MATTER OF FIREMEN'S FUND INS. CO. OF NEWARK v. HopkinsAnnotate this Case
88 N.Y.2d 836 (1996)
666 N.E.2d 1354
644 N.Y.S.2d 481
In the Matter of Firemen's Fund Insurance Company of Newark, Appellant, v. John Hopkins, Jr., Respondent.
Court of Appeals of the State of New York.
Argued March 19, 1996.
Decided April 30, 1996.
Alio & Ronan, Melville (Carol Simonetti of counsel), for appellant.
Wallace & Witty, P. C., Bay Shore (Jason F. Zimmerman of counsel), for respondent.
Chief Judge KAYE and Judges SIMONS, TITONE, BELLACOSA, SMITH, LEVINE and CIPARICK concur.
The order of the Appellate Division should be affirmed, with costs.
*837Respondent John Hopkins, Jr., sustained serious injuries in a July 23, 1989 accident involving a friend's car in which he was a passenger. The accident allegedly occurred when an unknown individual took control of the vehicle by force and caused it to collide with other automobiles. On June 4, 1992, almost three years after the accident, respondent notified petitioner Firemen's Fund Insurance Company that he intended to bring an uninsured motorist's claim under his father's policy on the ground that the vehicle in question had been stolen at the time of the accident and was thus uninsured. Petitioner sent letters on two occasions requesting respondent to provide details concerning the accident and account for the three-year delay in making the claim. On October 5, 1992, respondent provided petitioner with the requested information concerning the accident, but offered no explanation for the delay. Petitioner did not respond, and respondent served petitioner with a notice of intention to arbitrate his claim.

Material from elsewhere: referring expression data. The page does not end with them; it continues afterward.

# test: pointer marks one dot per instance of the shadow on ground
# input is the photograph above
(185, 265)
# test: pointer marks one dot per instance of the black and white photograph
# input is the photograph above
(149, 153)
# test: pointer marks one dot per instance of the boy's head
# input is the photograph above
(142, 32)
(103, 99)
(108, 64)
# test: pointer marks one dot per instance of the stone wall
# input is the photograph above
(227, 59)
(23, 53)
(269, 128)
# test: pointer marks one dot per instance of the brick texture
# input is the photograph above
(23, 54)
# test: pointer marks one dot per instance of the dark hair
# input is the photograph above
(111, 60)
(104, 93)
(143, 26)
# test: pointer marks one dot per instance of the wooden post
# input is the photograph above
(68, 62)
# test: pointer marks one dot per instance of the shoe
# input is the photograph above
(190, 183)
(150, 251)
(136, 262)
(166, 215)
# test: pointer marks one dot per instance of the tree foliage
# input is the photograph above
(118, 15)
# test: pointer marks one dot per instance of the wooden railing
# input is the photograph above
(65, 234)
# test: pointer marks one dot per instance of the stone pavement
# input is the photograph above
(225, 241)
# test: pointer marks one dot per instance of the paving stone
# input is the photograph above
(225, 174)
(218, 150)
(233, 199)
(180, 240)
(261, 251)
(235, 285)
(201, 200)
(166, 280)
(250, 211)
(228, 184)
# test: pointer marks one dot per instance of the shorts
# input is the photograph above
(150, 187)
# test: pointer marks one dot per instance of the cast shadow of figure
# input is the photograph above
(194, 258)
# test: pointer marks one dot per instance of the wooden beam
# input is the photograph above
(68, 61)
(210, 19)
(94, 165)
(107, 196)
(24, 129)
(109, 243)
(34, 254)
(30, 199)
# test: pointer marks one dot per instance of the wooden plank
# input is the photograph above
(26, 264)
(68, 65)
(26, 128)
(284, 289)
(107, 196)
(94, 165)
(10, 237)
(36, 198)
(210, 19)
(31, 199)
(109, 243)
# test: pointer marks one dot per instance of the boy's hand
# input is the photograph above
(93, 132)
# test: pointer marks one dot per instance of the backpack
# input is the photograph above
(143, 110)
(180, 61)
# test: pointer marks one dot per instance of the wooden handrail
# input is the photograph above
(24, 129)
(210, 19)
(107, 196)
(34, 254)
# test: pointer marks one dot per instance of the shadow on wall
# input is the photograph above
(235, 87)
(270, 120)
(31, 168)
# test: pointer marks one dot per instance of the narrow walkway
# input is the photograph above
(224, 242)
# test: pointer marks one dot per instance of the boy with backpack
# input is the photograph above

Petitioner commenced this CPLR article 75 proceeding on February 8, 1993 seeking to permanently stay arbitration on the sole ground that respondent failed to give written notice of his claim "within 90 days or as soon as practicable," as required by the New York State Automobile Accident Indemnification Endorsement. Supreme Court granted petitioner's application to permanently stay arbitration. The Appellate Division, with two Justices dissenting, reversed on the law, dismissed the petition, and directed the parties to proceed to arbitration.
An insurer must give written notice of disclaimer on the ground of late notice "as soon as is reasonably possible after it first learns of the accident or of grounds for disclaimer of liability," and failure to do so "precludes effective disclaimer" (Hartford Ins. Co. v County of Nassau, 46 N.Y.2d 1028, 1029; see, Allstate Ins. Co. v Gross, 27 N.Y.2d 263). An unexplained delay of two months in disclaiming liability for late notice has been held unreasonable as a matter of law (see, Hartford Ins. Co. v County of Nassau, supra).
Petitioner here should have been aware that the claim was untimely upon respondent's first notification in June 1992. Petitioner never sent any notice of disclaimer and the only communication of its intent to disclaim was contained in the February 1993 petition to stay arbitration, nearly eight months after petitioner first received notice of the accident, and four months after it received the complete record. Thus, as a matter *838 of law, petitioner failed to furnish timely notice of disclaimer. Petitioner's attorney's averment that respondent's claim was denied on November 11, 1992 lacks any evidentiary support in the record. Petitioner's remaining arguments are unpreserved.
Order affirmed, with costs, in a memorandum.